Type II Activation of Monocytes in Multiple Sclerosis

Multiple sclerosis (MS) is an incurable autoimmune disease of the CNS. Although its cause is not known, immune cells are involved in the disease progression. Among these cells, type I monocytes are first to arrive to the brain and initiate inflammation; however, if monocytes are type II activated, they can inhibit inflammation. Previous research has shown that immune responses can be modulated by treatments, such as glatiramer acetate (GA) and immune complexes (IC). Therefore, we aimed to determine whether GA and IC can induce type II activation of monocytes in MS.

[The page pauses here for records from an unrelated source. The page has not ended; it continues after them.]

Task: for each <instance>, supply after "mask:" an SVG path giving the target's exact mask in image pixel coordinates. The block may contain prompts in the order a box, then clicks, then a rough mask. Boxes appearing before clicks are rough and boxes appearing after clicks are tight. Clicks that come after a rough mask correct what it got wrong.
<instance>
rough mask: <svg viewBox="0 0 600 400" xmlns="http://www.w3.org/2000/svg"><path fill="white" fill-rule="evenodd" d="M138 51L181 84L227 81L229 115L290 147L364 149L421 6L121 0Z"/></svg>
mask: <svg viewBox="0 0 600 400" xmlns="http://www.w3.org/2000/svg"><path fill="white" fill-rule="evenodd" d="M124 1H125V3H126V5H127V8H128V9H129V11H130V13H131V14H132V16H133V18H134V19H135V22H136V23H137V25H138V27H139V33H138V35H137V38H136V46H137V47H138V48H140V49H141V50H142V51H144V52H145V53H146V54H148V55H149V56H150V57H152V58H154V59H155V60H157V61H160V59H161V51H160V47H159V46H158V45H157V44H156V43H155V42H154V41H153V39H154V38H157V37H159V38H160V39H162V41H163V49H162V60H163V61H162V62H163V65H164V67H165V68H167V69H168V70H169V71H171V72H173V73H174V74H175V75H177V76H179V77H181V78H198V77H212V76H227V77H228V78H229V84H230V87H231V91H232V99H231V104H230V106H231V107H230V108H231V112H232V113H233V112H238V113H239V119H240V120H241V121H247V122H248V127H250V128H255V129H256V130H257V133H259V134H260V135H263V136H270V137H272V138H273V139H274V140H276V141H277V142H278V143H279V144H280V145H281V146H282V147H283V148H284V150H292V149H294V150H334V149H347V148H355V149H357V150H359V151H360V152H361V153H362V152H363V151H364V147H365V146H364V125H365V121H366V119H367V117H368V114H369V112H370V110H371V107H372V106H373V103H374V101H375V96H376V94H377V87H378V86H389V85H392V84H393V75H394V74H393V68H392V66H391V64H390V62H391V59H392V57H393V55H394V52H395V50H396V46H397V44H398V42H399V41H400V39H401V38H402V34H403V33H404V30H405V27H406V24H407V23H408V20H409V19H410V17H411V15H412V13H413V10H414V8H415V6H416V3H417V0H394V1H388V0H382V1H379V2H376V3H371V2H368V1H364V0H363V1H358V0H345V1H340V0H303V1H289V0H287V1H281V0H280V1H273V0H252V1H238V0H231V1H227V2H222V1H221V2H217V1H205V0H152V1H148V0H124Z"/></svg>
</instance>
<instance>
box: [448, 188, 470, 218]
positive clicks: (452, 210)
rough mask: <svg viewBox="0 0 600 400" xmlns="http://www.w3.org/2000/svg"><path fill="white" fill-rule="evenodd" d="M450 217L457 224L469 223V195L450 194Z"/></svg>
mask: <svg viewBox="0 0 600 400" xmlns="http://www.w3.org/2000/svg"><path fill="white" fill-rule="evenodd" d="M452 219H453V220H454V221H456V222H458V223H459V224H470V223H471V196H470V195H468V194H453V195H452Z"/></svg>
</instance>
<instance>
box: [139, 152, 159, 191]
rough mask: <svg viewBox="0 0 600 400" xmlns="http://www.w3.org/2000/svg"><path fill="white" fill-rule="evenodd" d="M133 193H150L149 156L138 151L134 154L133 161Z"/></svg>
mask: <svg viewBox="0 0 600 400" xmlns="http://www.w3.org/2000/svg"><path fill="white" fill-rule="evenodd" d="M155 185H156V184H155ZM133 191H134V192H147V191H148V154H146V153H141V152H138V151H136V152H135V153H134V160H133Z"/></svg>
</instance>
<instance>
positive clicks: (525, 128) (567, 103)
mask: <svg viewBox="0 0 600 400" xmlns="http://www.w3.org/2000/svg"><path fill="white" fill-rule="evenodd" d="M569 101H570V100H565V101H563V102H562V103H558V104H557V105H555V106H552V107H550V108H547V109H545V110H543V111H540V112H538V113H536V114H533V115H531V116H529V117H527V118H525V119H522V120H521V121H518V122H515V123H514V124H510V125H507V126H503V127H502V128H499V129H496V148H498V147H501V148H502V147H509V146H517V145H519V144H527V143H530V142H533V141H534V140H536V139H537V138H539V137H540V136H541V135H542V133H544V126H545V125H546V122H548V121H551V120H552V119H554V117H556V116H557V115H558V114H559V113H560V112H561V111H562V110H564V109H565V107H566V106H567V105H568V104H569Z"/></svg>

Human blood monocytes from healthy volunteers and MS patients were stimulated in vitro with bacterial lipopolysaccharide (classical activation) in the presence or absence of GA and immune complexes (IC) composed of IVIG and human red blood cells (type II activation). Flow cytometry, ELISA and cytometric bead array were used to assess levels of marker expression and cytokine production in order to define the activation of monocytes.

Interestingly, while both GA and IC induced type II activation of monocytes, the characteristics of these type II monocytes were distinct. We have found that monocytes from both healthy people and MS patients have significantly lower levels of inflammatory marker CD40 and higher levels of the anti-inflammatory cytokine IL-10 after treatment with IC. In contrast, GA treatment reduced the levels of CD40, CD86 and the inflammatory cytokine IL- 12. Moreover, the combined addition of GA and IC appeared to be more effective in type II activating monocytes than either agent alone. We also found that both CD14++CD16- and CD14+CD16+ monocyte subsets can be type II activated by the treatments; however, an interaction between the subsets impaired their response to the treatments.

Our study suggests that treatments with GA and IC, especially in combination, are effective in type II activation of human monocytes and can be beneficial therapeutic approaches for multiple sclerosis.